And then Paula saw emerge into the red beams of the dancing fire, from behind a half-drawn hanging which screened the door, the military gentleman whose acquaintance the reader has already made.
‘You know the house, doubtless, Captain De Stancy?’ said Paula, somewhat shyly, when he had been presented to her.
‘I have never seen the inside since I was three weeks old,’ replied the artillery officer gracefully; ‘and hence my recollections of it are not remarkably distinct. A year or two before I was born the entail was cut off by my father and grandfather; so that I saw the venerable place only to lose it; at least, I believe that’s the truth of the case. But my knowledge of the transaction is not profound, and it is a delicate point on which to question one’s father.’
Paula assented, and looked at the interesting and noble figure of the man whose parents had seemingly righted themselves at the expense of wronging him.
‘The pictures and furniture were sold about the same time, I think?’ said Charlotte.
‘Yes,’ murmured De Stancy. ‘They went in a mad bargain of my father with his visitor, as they sat over their wine. My father sat down as host on that occasion, and arose as guest.’
He seemed to speak with such a courteous absence of regret for the alienation, that Paula, who was always fearing that the recollection would rise as a painful shadow between herself and the De Stancys, felt reassured by his magnanimity.
De Stancy looked with interest round the gallery; seeing which Paula said she would have lights brought in a moment.
‘No, please not,’ said De Stancy. ‘The room and ourselves are of so much more interesting a colour by this light!’

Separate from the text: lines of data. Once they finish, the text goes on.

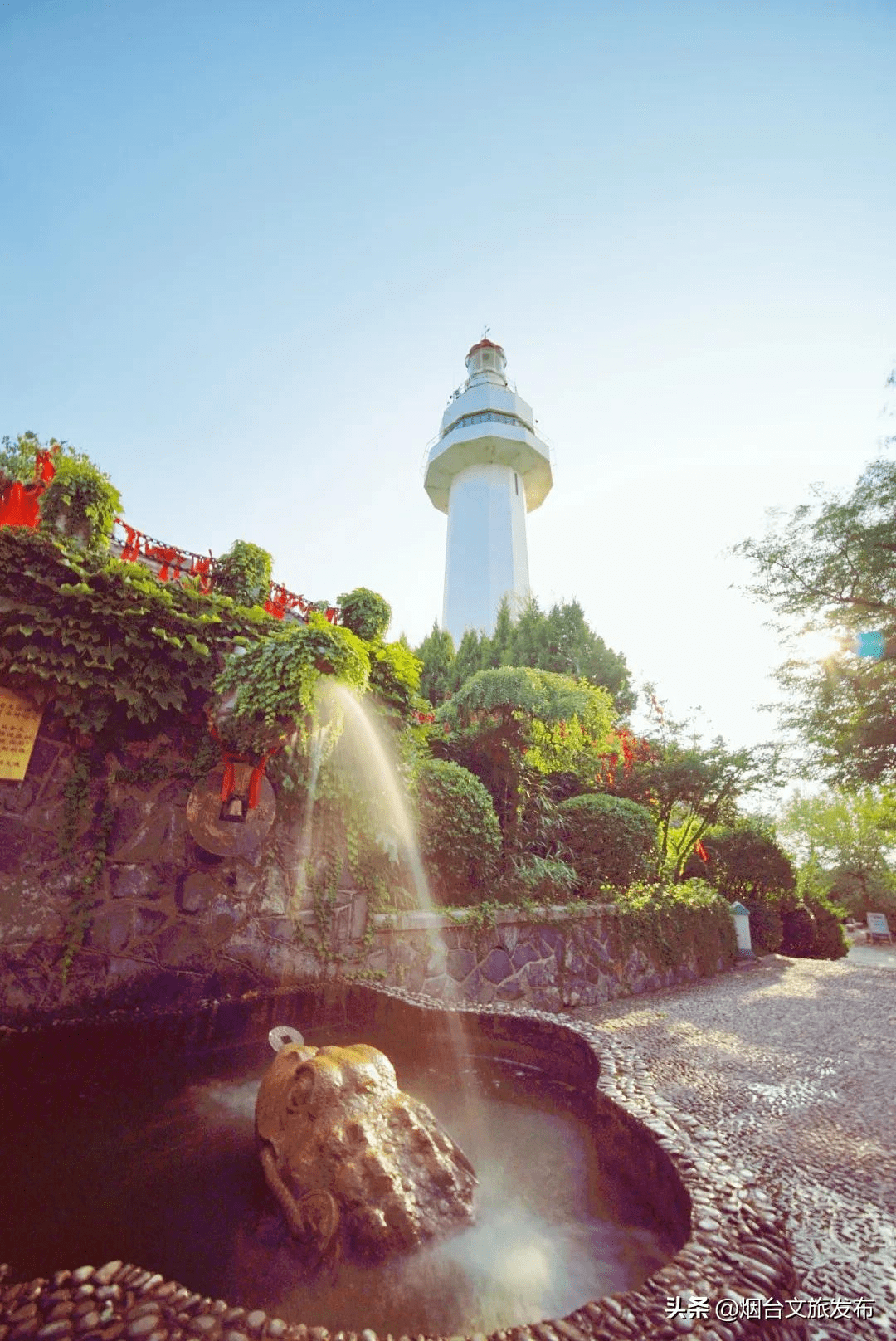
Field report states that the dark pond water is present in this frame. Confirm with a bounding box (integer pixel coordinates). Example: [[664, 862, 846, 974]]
[[0, 1030, 674, 1336]]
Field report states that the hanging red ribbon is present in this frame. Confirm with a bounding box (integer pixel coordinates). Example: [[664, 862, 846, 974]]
[[115, 518, 144, 563], [0, 446, 58, 531]]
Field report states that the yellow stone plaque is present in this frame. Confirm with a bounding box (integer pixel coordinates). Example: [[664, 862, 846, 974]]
[[0, 685, 43, 782]]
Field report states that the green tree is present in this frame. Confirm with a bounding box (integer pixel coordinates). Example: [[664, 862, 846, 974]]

As they moved hither and thither, the various expressions of De Stancy’s face made themselves picturesquely visible in the unsteady shine of the blaze. In a short time he had drawn near to the painting of the ancestor whom he so greatly resembled. When her quick eye noted the speck on the face, indicative of inherited traits strongly pronounced, a new and romantic feeling that the De Stancys had stretched out a tentacle from their genealogical tree to seize her by the hand and draw her in to their mass took possession of Paula. As has been said, the De Stancys were a family on whom the hall-mark of membership was deeply stamped, and by the present light the representative under the portrait and the representative in the portrait seemed beings not far removed. Paula was continually starting from a reverie and speaking irrelevantly, as if such reflections as those seized hold of her in spite of her natural unconcern.